Aber nach dem Seitenwechsel offenbarten sich die Probleme im deutschen Team. Sie liegen in der Abwehrmitte, wo sich die Portugiesen, 2020 bei der EM Sechster, immer besser durchzusetzen wussten. »Wir haben nach der Halbzeitpause völlig den Faden verloren«, sollte sich Bundestrainer Gislason später im Fernsehinterview beklagen. Der in der ersten Halbzeit so solide Mittelblock um Julian Köster (Gummersbach) und Johannes Golla funktionierte nur noch mittelprächtig, im Angrifsspiel schlichen sich Pfostentreffer und Fehlwürfe ein, es lief nicht mehr rund. Die Portugiesen verkürzten den Rückstand beständig.

In der 58. Minute stand es dann erstmals wieder unentscheiden, 33:33, ehe dem erst 21-jährigen Renars Uscins das erlösende 34:33 gelang. Weil sein Torwartkollege Andreas Wolff 20 Sekunden vor Schluss den Wurf von Portugals Joaquim Nazaré parierte, kann U21-Weltmeister Uscins am Ende den Siegtreffer für sich reklamieren.

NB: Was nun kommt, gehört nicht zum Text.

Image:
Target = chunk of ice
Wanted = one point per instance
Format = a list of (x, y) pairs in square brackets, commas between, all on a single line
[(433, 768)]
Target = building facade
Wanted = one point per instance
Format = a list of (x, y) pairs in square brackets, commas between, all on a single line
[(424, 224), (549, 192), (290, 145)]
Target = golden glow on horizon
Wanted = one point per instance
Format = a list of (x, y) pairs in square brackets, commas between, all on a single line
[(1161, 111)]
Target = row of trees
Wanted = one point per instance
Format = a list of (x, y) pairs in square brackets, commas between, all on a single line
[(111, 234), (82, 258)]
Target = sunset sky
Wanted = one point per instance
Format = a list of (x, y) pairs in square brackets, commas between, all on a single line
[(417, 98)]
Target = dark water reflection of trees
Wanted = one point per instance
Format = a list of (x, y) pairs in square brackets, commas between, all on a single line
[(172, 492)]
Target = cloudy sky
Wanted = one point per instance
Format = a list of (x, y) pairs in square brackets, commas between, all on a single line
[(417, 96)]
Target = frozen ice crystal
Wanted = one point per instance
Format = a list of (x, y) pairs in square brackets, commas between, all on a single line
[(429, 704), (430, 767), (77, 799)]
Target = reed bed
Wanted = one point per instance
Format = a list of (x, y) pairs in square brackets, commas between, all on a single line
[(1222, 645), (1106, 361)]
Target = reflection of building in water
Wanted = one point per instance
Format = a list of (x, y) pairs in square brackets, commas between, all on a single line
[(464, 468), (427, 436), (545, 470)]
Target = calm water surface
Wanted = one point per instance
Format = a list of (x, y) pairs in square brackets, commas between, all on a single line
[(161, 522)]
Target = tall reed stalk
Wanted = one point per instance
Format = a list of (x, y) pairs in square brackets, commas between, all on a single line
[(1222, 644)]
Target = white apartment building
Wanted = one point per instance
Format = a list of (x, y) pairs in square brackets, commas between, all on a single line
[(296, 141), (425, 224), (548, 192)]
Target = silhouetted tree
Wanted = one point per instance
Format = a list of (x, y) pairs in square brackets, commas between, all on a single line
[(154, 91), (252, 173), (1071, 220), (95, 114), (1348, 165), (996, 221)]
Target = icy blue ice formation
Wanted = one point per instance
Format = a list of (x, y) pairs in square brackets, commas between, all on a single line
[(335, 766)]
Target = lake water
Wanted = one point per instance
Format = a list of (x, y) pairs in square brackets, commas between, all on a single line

Dass die Neulinge Martin Hanne (mit fünf Toren zweitbester Werfer) und Uscins derart stark auftrumpften, verbuchte Bundestrainer Alfred Gislason als die erfreulichste Nachricht neben der Tatsache, dass in der Wettkampfsimulation ein Sieg erreicht worden war. »Super, dass die zwei jungen Leute reinkommen und diese Leistung bringen«, freute sich der Islander. »Das gibt uns mehr Sicherheit in der Breite.«

Auch Youngster Hanne war zufrieden mit seinem Einstand. »Natürlich bin ich da sehr stolz drauf und werde bestimmt gut schlafen«, so der Rückraumspieler von der TSV Hannover-Burgdorf über seinen furchtlosen Auftritt. Er habe nur die Trainervorgaben umgesetzt: »Volle Kanne. Scheiß drauf, ob das jetzt erfolgreich wird oder nicht. Das hat mir Alfred vor dem Spiel gesagt.«

Am heutigen Samstag steht ein weiterer Test noch einmal gegen die Portugiesen an, diesmal vor Kieler Publikum. Danach begibt sich der Tross in Richtung Nordrhein-Westfalen, wo am Mittwoch der Ernstfall eintritt: EM-Auftakt gegen die Schweiz, im Düsseldorfer Stadion vor 53 000 Zuschauern.